We hope to achieve 10% growth this year: Tata Hitachi – ET Infra


Sandeep Singh, Managing Director, Tata Hitachi

In conversation with ET Infra, Sandeep Singh, Managing Director, Tata Hitachi talks about the construction equipment sector, its future and his company’s growth. Here are the excerpts of the interview:

How is the domestic industry poised to tackle China?
There are three Chinese companies that are present in India and we are okay to compete with them on pricing and other parameters. Their machines are technically not as sound as our machines and the problem is when they go overboard on commercial terms, which are not possible by any Indian manufacturer like giving standard credit or pricing below the material cost.

However, the China market has slowed down in the last few years and the decline has been significant in the last year i.e. 30%. They are trying to dump their machines in Southeast Asia, India and other parts of the world, wherever it is possible. That is where the concern is.

Besides China, are there any other challenges that the domestic equipment industry is facing?
We have an interest rate going up in the market, we had steel prices rise up to 35% two years back. Though the prices have tapered down by 10-15% but they are still very high and they have in turn raised the price of the equipment. We import 35% of our kits from Japan or other parts of the world and the Rupee has depreciated and these are the things that are impacting the overall pricing of the equipment. The component prices have gone up by 8-10%.

What is the growth target for FY’24 for your company?
Last year, the domestic industry grew on an average 15% because last year the industry grew at a low base. Post Covid, the equipment sales were not so high and this year we are looking at 8-10% growth, which we believe is quite good and in Tata Hitachi we hope to achieve close to 10% growth.

What are your capex plans for FY’24? Which are the segments you will be targeting?
This year we are looking at anywhere between Rs 200 to Rs 300 crore. Our capex is not majorly on capacity but basically on introducing more products and bringing in more automation in the plant and replacing some of the old machinery.

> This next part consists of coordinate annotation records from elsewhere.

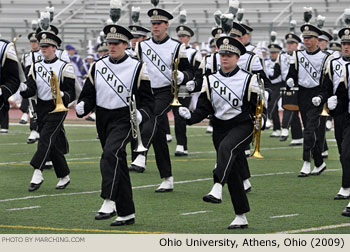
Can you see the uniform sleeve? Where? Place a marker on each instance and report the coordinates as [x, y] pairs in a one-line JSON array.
[[31, 84], [88, 94], [185, 66], [144, 96], [68, 84], [10, 73], [204, 106]]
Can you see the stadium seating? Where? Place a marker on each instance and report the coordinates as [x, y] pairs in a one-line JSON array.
[[82, 20]]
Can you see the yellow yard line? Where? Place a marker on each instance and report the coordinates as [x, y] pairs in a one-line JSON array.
[[80, 230]]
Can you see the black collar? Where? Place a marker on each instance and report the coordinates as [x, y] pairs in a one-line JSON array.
[[162, 41], [314, 52], [347, 59], [116, 61], [229, 74], [51, 61]]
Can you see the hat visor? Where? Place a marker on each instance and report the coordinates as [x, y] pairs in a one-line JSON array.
[[115, 41], [46, 44], [227, 52], [157, 21]]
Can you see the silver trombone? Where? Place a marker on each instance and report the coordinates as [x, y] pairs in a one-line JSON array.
[[135, 128]]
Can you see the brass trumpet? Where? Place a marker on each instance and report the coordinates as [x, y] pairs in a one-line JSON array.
[[258, 120], [135, 128], [174, 86], [56, 94]]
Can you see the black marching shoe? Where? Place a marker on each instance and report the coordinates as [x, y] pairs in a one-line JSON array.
[[33, 187], [341, 197], [123, 223], [104, 216], [210, 198], [136, 168], [346, 212]]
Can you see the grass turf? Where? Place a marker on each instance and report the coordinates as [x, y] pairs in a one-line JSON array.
[[276, 190]]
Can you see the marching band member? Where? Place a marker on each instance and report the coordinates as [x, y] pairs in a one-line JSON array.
[[9, 81], [184, 34], [334, 93], [230, 94], [159, 52], [53, 143], [307, 70], [290, 118], [112, 82]]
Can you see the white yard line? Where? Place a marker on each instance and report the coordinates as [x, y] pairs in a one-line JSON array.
[[314, 229], [192, 213], [284, 216], [23, 208], [137, 187]]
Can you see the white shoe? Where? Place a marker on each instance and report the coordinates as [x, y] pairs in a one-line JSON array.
[[209, 129], [325, 154], [63, 182], [24, 118], [124, 220], [285, 132], [169, 138], [34, 135], [305, 170], [344, 191], [239, 222], [319, 170], [180, 151], [37, 177], [268, 124], [215, 195], [247, 185], [296, 142], [4, 131], [276, 133], [108, 206], [167, 185]]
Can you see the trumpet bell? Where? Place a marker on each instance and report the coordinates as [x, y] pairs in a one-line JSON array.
[[140, 148], [175, 103], [257, 154], [59, 108]]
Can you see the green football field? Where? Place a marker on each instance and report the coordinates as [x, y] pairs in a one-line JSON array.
[[279, 200]]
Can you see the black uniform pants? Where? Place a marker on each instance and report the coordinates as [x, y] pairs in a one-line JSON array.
[[273, 105], [52, 144], [24, 105], [229, 144], [115, 132], [342, 136], [4, 115], [291, 119], [155, 131], [180, 122], [310, 115]]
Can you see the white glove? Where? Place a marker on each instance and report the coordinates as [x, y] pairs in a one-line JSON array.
[[190, 86], [185, 113], [316, 101], [139, 116], [332, 102], [22, 87], [290, 82], [258, 125], [180, 77], [79, 108]]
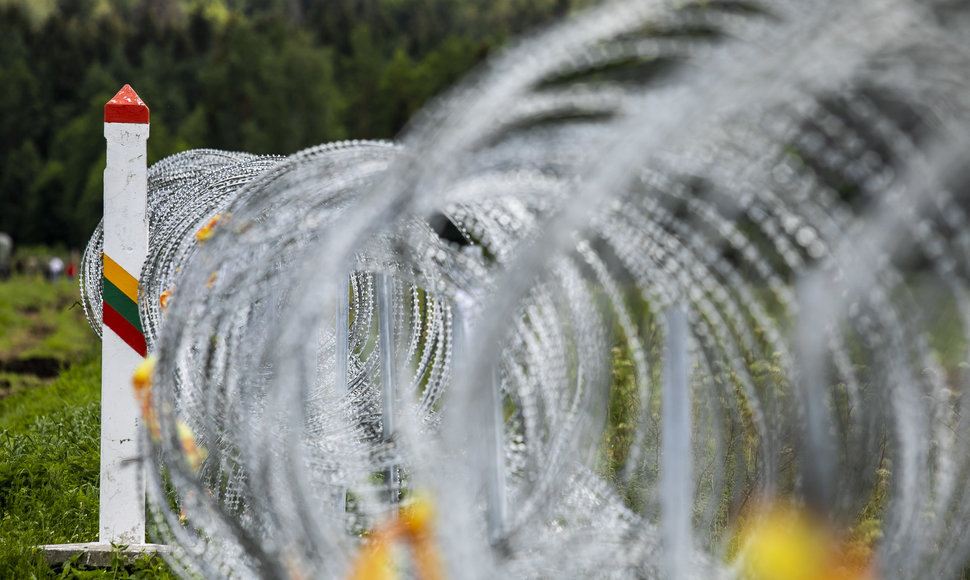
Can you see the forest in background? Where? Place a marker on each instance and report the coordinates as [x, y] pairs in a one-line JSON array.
[[263, 76]]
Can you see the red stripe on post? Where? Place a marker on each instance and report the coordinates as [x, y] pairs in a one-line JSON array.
[[124, 329], [126, 107]]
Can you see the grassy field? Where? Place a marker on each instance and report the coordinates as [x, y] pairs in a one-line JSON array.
[[49, 431]]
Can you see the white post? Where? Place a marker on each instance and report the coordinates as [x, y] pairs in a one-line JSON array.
[[122, 501], [676, 489]]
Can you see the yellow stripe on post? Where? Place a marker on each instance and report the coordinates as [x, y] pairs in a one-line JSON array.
[[120, 278]]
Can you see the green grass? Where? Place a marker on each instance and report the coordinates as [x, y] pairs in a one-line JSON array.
[[49, 469], [50, 436], [43, 323]]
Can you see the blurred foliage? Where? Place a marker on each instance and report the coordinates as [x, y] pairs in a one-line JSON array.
[[49, 470], [264, 76]]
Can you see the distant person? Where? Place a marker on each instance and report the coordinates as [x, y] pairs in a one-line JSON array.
[[6, 252], [56, 267]]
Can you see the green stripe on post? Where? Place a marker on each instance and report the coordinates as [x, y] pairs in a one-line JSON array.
[[122, 304]]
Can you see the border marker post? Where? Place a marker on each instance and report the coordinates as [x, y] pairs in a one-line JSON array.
[[122, 501]]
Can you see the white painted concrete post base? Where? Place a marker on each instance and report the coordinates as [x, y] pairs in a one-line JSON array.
[[99, 554]]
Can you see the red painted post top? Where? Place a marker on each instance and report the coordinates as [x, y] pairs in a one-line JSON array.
[[126, 107]]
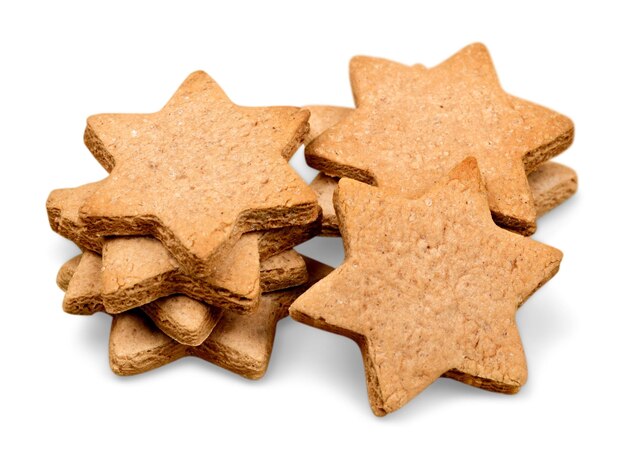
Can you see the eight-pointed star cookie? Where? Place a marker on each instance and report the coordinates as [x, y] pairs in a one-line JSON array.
[[198, 173], [412, 125], [429, 287]]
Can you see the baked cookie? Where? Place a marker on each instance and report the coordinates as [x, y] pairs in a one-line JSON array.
[[412, 125], [550, 185], [182, 318], [429, 288], [198, 174], [241, 344], [138, 270]]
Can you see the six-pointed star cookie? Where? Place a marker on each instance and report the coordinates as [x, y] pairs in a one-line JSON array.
[[242, 344], [138, 270], [429, 287], [198, 173], [412, 125], [182, 318]]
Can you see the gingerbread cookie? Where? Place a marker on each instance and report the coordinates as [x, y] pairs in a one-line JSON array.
[[412, 125], [199, 173], [429, 288], [550, 184], [242, 344], [138, 270], [184, 319]]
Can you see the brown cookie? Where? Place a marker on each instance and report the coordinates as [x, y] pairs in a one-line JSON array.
[[199, 173], [429, 288], [138, 270], [550, 184], [66, 272], [180, 317], [412, 125], [242, 344]]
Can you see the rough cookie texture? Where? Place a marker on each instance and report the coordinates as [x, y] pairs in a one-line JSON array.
[[182, 318], [429, 287], [138, 270], [66, 272], [412, 125], [199, 173], [242, 344], [550, 185]]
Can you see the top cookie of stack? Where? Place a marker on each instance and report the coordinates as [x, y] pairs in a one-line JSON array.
[[197, 216]]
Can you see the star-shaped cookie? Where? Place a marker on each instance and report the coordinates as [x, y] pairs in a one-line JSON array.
[[180, 317], [550, 183], [138, 270], [429, 287], [412, 125], [198, 173], [242, 344]]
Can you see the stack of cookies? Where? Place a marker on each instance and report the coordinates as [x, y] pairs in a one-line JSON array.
[[434, 181], [188, 242]]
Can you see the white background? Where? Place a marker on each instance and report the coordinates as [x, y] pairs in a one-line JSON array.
[[61, 63]]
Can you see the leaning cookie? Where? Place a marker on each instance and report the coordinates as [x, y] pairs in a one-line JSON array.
[[445, 302], [413, 124], [138, 270], [241, 344], [550, 184], [180, 317]]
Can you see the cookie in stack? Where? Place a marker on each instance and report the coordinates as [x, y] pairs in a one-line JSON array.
[[188, 242]]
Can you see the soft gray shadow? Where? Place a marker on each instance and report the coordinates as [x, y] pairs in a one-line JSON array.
[[62, 250], [443, 392], [543, 321], [94, 339], [332, 359], [328, 250], [299, 164], [94, 335]]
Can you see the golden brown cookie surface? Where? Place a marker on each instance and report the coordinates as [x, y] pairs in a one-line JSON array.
[[198, 173], [242, 344], [429, 287], [410, 130]]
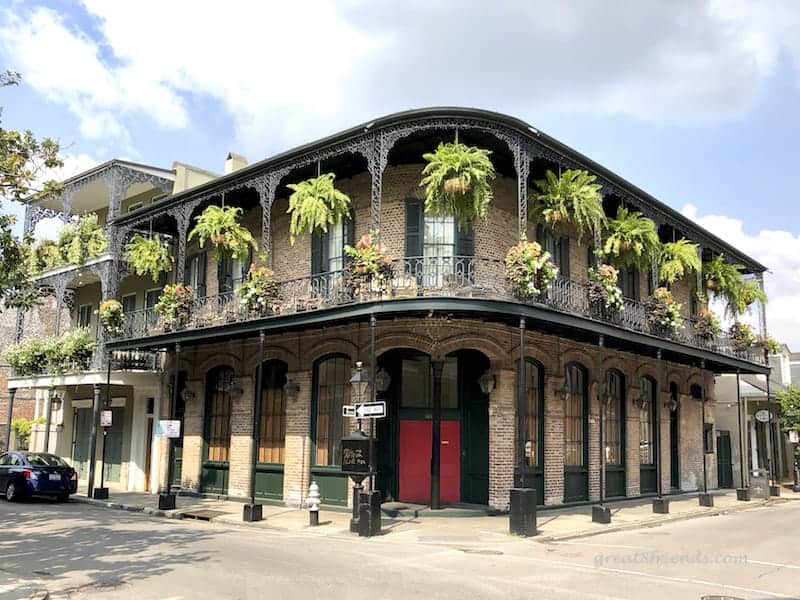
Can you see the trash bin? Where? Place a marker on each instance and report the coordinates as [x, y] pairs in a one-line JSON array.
[[759, 484]]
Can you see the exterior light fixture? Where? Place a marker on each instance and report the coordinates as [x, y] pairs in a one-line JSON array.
[[487, 382], [382, 380], [291, 388], [360, 384]]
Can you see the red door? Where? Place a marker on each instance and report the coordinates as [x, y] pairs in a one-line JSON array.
[[415, 461]]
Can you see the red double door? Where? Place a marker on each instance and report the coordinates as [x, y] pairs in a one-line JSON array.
[[416, 437]]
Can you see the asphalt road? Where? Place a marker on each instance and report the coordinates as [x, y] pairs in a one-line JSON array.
[[81, 552]]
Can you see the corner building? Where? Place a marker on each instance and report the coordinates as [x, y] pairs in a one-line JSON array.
[[456, 351]]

We have excess capacity and currently we are using only 70-80% of that capacity but we are introducing some new models because of which we are looking at this capex.

How is the company going to leverage the Union government’s NIP or National Infrastructure Pipeline plan?
NIP is the major demand driver because 50% of the NIP is being spent on roads, railways, irrigation, water and sanitation and these are all big demand drivers for our industry, so we are dependent on this.

Do you have any products to cater to the NIP?
We are refurbishing our product portfolio as the market is expanding. We are also working a lot on customized machines essentially for car scrapping and that is where we are investing.